The mRNA expression of METTL3 was assessed using qRT-PCR in 25 human RCC samples and paired normal adjacent renal tissues. As shown in Figure 3AB, the results indicated that expression of METTL3 was significantly lower in RCC samples compared with adjacent non-tumor samples (P<0.05). We further examined METTL3 expression by qRT-PCR in three RCC cell lines (CAKI-1, CAKI-2 and ACHN) and a normal human renal tubular epithelial cell line HK-2, which demonstrated that METTL3 was also lower expressed in RCC cell lines than in HK-2 (Figure 3C).

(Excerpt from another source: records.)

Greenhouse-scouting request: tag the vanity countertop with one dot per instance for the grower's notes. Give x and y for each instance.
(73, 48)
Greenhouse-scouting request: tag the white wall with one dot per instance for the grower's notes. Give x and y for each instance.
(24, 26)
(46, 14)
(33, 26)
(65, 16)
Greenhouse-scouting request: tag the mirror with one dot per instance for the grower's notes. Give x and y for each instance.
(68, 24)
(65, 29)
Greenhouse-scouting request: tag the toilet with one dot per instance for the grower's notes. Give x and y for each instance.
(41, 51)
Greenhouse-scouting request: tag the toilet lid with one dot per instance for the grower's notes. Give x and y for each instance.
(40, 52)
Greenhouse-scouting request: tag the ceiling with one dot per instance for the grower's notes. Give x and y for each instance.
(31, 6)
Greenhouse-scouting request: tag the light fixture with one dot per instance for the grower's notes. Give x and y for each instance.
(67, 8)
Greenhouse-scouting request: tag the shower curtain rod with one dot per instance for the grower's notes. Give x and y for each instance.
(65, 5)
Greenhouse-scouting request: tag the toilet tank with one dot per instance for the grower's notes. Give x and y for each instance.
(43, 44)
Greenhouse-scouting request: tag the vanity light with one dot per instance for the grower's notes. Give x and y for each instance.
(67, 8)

Expression of METTL3 in renal cancer tissue samples and cell lines.

Figure 3: Expression of METTL3 in renal cancer tissue samples and cell lines. (A, B) Relative mRNA expression of METTL3 in RCC tissues compared with corresponding non-tumor tissues. (C) Relative mRNA expression of METTL3 in RCC cell lines (CAKI-1, CAKI-2 and ACHN) and a normal human renal tubular epithelial cell line HK-2. (D) The expression of METTL3 in 7 randomly selected RCC samples compared with corresponding renal tissues. (E, F) Relative protein expression of METTL3 in RCC cell lines (CAKI-1, CAKI-2 and ACHN) and HK-2. *P<0.05.

Moreover, lower METTL3 expression was observed in 7 randomly selected RCC samples compared with corresponding renal tissues (Figure 3D). Additionally, lower METTL3 expression in protein level was also observed in RCC cell lines (CAKI-1, CAKI-2 and ACHN) compared with HK-2 (Figure 3EF). Overall, results demonstrated that METTL3 expression is lower in RCC, suggesting it might have influence on RCC tumorigenesis and development.

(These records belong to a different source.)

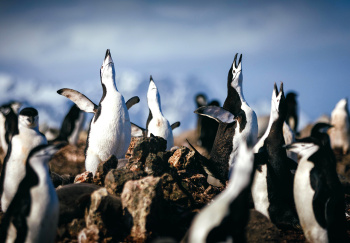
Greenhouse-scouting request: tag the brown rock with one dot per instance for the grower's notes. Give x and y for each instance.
(140, 198)
(148, 145)
(261, 229)
(174, 192)
(89, 234)
(85, 177)
(186, 159)
(103, 168)
(115, 179)
(133, 142)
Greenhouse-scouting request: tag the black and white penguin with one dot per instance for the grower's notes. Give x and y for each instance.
(206, 127)
(71, 126)
(225, 219)
(32, 215)
(7, 113)
(110, 127)
(272, 189)
(292, 117)
(318, 193)
(28, 138)
(340, 132)
(229, 135)
(156, 123)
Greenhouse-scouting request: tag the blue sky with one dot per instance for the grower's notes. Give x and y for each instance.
(305, 44)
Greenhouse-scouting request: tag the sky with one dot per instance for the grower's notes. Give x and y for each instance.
(187, 46)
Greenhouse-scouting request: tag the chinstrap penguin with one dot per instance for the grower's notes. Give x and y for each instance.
(318, 193)
(229, 134)
(206, 127)
(272, 189)
(32, 215)
(156, 123)
(340, 132)
(110, 128)
(7, 113)
(292, 117)
(71, 126)
(225, 219)
(21, 144)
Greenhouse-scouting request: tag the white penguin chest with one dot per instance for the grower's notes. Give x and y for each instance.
(303, 197)
(259, 191)
(111, 129)
(159, 126)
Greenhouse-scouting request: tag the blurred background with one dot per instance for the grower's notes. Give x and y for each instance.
(187, 47)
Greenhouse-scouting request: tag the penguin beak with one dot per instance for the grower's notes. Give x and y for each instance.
(108, 58)
(30, 120)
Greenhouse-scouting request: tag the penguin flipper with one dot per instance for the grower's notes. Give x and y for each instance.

Lentivirus-mediated knockdown and overexpression of METTL3

To further investigate the function of METTL3 in RCC, we chose and infected CAKI-1 and CAKI-2 cells with lentivirus. Then, stably infected cell lines were selected for further study. The silenced cell lines were named as shMETTL3 (shM3), and the over-expressed cell lines were named as METTL3 (M3). The matched control cells were respectively named as shNC and NC in down-regulation and up-regulation groups. Three groups of RCC cell lines were silenced using different dose of lentivirus. While shM3-1 and shM3-3 had better transfection efficiency, which were thereby proceeded into subsequent experiments. The METTL3 expression levels were confirmed with qRT-PCR and western blot (Figure 4).

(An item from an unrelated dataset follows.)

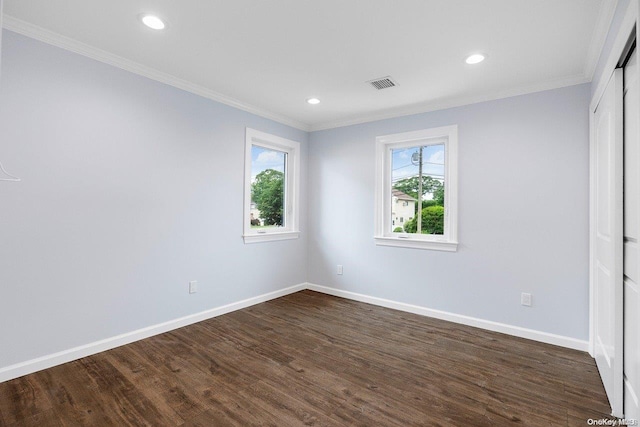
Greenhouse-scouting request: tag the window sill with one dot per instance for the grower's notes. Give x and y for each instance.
(412, 242)
(270, 237)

Knockdown and overexpression of METTL3 were confirmed.

Figure 4: Knockdown and overexpression of METTL3 were confirmed. (A, B) Knockdown and overexpression of METTL3 in CAKI-1 and CAKI-2 cell lines were confirmed with qRT-PCR to detect the relative mRNA expression of METTL3 (*P<0.05). (C, D) Knockdown and overexpression of METTL3 in CAKI-1 and CAKI-2 cell lines were confirmed with western blot to detect protein expression of METTL3 (*P<0.05).

METTL3 regulates cell proliferation

CCK-8 assays were utilized to detect the impact of METTL3 on proliferation of RCC cells. The experiments revealed that down-regulation of METTL3 significantly promoted cell growth, while up-regulation of METTL3 significantly inhibited cell growth (P<0.05; Figure 5AB). Furthermore, the results of colony formation assay demonstrated that knockdown of METTL3 obvious increased the colony formation efficiency, yet overexpression of METTL3 decreased the colony formation efficiency (Figure 5CD).

METTL3 regulates cell proliferation.

Figure 5: METTL3 regulates cell proliferation. (A, B) Knockdown of METTL3 significantly promoted cell growth, while overexpression of METTL3 significantly inhibited cell growth. (C, D) Knockdown of METTL3 obvious increased the colony formation efficiency, while overexpression of METTL3 decreased the colony formation efficiency. (E, F) Knockdown of METTL3 promoted changes in pI3K/AKT/mTOR markers’ expression with a gain in p-PI3k, p-AKT, p-mTOR and p-p70, and a loss of p-4EBP1. While, overexpression of METTL3 promoted changes with a loss in p-PI3k, p-AKT, p-mTOR and p-p70, and a gain of p-4EBP1. GAPDH was used as a loading control. *P<0.05.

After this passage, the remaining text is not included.